Great projects and disasters all start in the same place. And just one step can make the difference between the two results. Get this step right and we’re well on the way to success. Get it wrong and we could be on the way to wasted resources, an ineffectual product and a dissatisfied client. This critical step is to clearly define what the project needs to accomplish. Before starting any work we must learn and understand the goal of the work we’re considering.
This isn’t any secret – it’s something we’ve all learned from hard experience. Starting without clear objectives almost always leads to work that’s not going on the show reel. Think back to your own difficult projects. The chances are good they involved clients who didn’t know what they wanted.
Conversely, we worked with a client who was quite clear about the goal of his business meeting. He was also very transparent that the work had to be different and, that his career might be affected by the outcome. We responded with a complete package including a style guide, invitations, staging, videos, speaker support and room décor right down to unique seating and custom desk blotters. The result was a distinctive, highly successful meeting that was talked about (and emulated) for months. It was successful because every element was aimed at meeting that one, clear objective.
Our departments have and will continue to be asked to do more, and typically with fewer resources. We have to make sure that the work we do is as effective as possible. This is particularly true in demonstrating our value as strategic partners. Understanding the goal of the work being considered is a critical step. Defining the goal isn’t always easy and it can be work for the client but, it is imperative. Clear goals fuel the creative brief. They can act as a touchstone against which all creative ideas can be tested. Clear goals are essential when we’re measuring success and, well defined goals can help ensure efficient, economical production that doesn’t waste anything on endless revisions.
In defining goals, get the right people involved from the start. Be certain to gather input from anyone who will be approving the final plans. Then ask the clients to define the goals for the project. Ask this question in different ways and then look for nuances, missing information, inconsistencies and any contradictions. Keep asking questions until you are certain that you understand clearly what the project needs to do. In the process you’ll learn what the client wants or thinks is important. Use this to shape how the work will be done.
Starting well is the best way to ensure that a project will end well. Start by taking the time to thoroughly clarify your clients’ objectives.

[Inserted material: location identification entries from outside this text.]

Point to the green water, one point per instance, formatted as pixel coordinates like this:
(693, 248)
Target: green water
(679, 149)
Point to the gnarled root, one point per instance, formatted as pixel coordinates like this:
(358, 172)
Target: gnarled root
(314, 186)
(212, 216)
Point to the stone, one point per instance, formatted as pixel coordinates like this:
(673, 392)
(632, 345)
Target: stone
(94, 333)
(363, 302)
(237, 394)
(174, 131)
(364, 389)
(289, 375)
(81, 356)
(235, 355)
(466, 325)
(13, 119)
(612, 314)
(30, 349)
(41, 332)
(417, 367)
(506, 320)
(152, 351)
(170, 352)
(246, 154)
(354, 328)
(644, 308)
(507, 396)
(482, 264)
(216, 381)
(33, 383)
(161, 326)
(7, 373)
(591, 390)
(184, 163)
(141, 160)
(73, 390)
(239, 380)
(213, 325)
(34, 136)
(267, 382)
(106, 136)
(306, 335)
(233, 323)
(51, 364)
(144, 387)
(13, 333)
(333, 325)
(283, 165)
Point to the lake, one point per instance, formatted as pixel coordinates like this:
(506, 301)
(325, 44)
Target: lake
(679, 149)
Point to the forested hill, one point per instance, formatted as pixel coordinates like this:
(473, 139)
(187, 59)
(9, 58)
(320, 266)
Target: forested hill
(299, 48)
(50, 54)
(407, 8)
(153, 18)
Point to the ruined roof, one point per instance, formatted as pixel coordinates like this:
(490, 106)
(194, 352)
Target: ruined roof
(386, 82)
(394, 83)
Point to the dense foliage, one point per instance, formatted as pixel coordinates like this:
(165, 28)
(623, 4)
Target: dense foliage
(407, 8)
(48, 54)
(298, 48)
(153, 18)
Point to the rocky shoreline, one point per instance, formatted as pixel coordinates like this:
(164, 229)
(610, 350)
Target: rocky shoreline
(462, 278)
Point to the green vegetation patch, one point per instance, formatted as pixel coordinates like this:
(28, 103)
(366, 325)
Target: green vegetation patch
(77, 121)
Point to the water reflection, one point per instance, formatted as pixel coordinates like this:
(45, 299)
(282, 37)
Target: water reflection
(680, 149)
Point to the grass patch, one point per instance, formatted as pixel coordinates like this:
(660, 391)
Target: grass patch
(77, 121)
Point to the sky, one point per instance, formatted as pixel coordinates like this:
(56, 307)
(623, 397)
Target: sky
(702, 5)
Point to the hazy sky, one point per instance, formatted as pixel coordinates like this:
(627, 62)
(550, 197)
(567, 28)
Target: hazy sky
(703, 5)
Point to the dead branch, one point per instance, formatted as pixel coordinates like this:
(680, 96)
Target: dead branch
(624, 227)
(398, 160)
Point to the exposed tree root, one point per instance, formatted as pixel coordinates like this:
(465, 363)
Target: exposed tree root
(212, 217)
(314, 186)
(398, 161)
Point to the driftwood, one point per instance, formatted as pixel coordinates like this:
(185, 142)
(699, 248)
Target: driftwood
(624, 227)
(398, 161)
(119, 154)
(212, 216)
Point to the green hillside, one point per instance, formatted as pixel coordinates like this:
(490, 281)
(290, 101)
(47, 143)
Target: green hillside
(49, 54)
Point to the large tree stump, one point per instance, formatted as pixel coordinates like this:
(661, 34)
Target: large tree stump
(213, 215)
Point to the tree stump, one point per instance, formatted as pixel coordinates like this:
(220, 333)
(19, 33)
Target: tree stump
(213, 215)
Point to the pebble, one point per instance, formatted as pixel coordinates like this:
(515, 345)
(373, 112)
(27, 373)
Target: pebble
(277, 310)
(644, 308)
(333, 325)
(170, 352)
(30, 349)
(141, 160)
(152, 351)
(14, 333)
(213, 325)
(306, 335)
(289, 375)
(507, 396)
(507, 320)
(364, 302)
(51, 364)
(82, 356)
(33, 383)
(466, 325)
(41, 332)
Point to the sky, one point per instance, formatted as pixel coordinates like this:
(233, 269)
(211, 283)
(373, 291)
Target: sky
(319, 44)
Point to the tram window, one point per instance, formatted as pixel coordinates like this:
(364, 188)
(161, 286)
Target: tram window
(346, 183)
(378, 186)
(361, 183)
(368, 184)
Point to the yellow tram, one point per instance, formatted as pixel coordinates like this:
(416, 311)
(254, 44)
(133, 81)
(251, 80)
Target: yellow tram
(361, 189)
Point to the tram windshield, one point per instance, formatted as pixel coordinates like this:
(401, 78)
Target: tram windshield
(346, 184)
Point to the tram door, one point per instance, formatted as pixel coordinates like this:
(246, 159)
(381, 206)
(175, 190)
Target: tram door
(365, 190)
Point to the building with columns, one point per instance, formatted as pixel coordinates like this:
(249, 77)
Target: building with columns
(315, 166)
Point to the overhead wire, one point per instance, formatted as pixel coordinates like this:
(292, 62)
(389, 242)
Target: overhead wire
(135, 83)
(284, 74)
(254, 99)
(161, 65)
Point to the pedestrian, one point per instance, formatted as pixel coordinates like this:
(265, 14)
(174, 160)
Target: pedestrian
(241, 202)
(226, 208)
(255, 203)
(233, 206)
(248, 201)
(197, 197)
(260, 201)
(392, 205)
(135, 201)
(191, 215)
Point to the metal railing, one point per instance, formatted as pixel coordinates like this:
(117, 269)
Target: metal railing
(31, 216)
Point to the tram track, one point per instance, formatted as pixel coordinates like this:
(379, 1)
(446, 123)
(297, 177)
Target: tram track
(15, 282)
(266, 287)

This article was contributed by Jeff Boarini, CMMA Board of Directors
Kevin Prange said:
Amen. Having a clearly defined goal also makes the work more enjoyable and much better than just trying to get a project done.
Tom Densmore said:
Well said! Often our challenge is to get direct contact with the person who is really driving the project — too often we’re trying to meet the presumed goals of someone in the middle, and we later discover that the real decision maker has different priorities.